Liss has a Non-League football club Liss Athletic F.C., which plays at The Newman Collard Park. Liss has a successful Road Running Club, Liss Runners, and a long-established cricket club. There is also a tennis club, the Newman Collard, and a new Petersfield Golf Club on the site of Tankerdale Farm. The sports and other amenities in Liss are being improved by the charity the Newman Collard Pavilion Fund.

==Notable residents==
- Gary Bond (1940–1995), actor
- Rosine de Bounevialle (1916-1999), who lived for much of her life in Liss Forest, writer and magazine editor.
- Tanya Brady (1973–2022), rower, died in Liss
- Richard Dering (c. 1580 – 1630), composer
- David Greetham (born 1975), cricketer
- Ian Hay (1876–1952), novelist and playwright, died in Liss.

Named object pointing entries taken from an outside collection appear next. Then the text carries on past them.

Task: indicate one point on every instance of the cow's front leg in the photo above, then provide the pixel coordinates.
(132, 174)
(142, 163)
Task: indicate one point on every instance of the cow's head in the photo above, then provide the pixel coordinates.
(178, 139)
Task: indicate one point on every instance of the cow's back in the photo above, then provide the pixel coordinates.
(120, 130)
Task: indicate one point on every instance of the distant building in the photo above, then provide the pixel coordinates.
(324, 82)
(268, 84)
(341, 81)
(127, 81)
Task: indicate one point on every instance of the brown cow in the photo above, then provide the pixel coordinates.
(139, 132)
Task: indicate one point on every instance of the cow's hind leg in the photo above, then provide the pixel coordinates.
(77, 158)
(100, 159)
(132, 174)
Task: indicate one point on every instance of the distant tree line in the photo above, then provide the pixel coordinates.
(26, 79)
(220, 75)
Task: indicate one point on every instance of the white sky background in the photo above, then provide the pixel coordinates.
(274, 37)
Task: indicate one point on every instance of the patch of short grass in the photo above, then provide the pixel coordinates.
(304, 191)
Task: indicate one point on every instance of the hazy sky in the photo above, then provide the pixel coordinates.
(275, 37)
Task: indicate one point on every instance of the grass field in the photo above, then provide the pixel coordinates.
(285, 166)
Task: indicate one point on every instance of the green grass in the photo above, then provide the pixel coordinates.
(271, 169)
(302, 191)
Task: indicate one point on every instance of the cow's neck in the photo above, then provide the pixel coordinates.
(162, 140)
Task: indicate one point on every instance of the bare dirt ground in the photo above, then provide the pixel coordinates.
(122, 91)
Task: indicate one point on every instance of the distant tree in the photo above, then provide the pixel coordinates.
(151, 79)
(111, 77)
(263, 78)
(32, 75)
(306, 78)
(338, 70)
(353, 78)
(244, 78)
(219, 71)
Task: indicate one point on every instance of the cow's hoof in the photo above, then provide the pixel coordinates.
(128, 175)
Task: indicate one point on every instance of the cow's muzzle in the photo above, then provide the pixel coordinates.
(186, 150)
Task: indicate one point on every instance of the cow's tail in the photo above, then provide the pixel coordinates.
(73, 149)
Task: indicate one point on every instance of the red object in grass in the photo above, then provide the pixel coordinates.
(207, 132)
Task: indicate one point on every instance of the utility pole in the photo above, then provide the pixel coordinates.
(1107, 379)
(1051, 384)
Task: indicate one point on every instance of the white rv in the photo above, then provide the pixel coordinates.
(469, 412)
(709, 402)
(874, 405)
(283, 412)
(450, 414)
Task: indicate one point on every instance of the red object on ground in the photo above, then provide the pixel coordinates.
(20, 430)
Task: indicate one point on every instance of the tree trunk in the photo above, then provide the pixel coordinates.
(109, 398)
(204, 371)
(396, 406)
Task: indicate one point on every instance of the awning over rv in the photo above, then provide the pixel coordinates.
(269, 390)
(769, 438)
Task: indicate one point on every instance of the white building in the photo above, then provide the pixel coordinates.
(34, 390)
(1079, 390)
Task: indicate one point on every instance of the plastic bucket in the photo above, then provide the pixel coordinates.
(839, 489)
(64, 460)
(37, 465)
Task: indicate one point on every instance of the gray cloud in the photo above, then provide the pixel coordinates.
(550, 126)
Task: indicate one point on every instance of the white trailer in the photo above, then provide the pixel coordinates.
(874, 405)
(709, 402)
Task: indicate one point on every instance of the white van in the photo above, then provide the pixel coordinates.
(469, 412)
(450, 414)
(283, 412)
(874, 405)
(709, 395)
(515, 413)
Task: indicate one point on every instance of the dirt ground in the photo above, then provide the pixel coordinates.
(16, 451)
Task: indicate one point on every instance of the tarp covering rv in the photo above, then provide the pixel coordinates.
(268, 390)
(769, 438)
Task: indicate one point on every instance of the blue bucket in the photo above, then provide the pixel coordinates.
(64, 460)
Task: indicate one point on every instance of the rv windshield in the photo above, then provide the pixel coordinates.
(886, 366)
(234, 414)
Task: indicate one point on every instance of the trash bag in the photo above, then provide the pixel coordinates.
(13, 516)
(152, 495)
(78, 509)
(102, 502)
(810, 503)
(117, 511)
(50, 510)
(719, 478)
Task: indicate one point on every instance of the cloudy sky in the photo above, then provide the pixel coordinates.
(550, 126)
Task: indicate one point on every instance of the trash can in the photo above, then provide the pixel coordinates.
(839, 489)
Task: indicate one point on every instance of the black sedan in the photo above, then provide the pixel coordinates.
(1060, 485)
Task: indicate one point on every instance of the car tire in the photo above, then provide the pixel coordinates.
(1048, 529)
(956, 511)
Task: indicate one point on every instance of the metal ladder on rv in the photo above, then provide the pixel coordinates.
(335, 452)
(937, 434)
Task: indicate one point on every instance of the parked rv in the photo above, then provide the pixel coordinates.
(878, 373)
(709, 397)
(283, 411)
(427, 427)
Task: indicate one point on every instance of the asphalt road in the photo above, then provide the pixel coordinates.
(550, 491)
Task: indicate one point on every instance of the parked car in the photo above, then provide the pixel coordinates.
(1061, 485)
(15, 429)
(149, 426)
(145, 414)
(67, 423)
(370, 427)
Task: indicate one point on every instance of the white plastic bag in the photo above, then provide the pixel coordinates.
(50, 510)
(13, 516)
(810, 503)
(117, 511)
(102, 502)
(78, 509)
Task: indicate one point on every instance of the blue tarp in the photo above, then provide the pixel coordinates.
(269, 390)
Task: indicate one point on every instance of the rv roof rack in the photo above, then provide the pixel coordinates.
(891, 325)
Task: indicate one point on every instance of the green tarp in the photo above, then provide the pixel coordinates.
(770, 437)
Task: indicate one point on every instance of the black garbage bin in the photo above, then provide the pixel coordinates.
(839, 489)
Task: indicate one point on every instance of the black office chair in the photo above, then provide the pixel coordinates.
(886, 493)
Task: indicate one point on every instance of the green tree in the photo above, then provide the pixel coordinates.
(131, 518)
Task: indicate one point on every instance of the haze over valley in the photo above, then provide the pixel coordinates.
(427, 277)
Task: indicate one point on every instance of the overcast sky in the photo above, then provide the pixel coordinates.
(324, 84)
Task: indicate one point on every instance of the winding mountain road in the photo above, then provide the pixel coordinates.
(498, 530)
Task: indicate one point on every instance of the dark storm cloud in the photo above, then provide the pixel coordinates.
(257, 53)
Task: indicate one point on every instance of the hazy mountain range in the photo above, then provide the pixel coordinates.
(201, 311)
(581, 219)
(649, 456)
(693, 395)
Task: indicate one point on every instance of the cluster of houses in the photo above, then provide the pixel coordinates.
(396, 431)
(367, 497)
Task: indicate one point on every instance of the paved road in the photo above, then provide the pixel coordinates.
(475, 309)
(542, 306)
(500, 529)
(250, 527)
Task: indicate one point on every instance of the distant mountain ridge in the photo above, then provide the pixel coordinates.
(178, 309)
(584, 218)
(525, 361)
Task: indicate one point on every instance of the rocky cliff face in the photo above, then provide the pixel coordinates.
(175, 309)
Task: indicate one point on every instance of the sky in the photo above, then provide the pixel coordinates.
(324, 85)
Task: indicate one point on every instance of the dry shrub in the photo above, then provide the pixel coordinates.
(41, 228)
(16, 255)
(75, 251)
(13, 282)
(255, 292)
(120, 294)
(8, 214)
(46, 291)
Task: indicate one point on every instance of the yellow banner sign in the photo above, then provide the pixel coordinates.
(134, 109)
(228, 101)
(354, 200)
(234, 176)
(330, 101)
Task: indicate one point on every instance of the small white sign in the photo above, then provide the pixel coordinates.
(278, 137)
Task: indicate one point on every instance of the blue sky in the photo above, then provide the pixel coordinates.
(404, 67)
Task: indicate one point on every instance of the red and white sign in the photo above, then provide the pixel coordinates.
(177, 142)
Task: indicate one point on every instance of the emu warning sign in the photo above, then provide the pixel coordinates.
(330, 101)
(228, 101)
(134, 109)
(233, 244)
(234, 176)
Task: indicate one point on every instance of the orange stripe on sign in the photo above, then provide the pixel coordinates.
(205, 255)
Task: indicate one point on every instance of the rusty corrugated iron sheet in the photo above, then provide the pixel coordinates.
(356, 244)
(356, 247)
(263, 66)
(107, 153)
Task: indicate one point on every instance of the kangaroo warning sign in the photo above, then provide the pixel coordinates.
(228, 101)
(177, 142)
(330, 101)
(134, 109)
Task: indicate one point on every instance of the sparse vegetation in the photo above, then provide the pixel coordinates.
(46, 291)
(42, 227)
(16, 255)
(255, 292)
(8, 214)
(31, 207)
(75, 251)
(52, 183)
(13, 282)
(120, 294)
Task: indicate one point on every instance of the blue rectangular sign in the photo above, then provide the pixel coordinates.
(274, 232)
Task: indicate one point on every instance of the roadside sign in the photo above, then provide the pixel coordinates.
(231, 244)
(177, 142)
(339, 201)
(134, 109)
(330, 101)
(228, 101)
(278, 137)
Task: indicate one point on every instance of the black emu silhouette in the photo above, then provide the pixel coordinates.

- Michael John Hurd (1928–2006), composer and author
- Selwyn Jepson (1899–1989), author and screenwriter
- Cliff Lazarenko (born 1952), professional darts player
- Richard Purchase (1757–1837), cricketer
- Francis Rose (1921–2006), botanist
- Monica Storrs (1888–1967), pioneer and missionary, lived in Liss.
- Henryk Zygalski (1908-1978) Polish mathematician and cryptologists who in 1932 co-broke German Enigma ciphers and worked on in that field during World War II, died in Liss.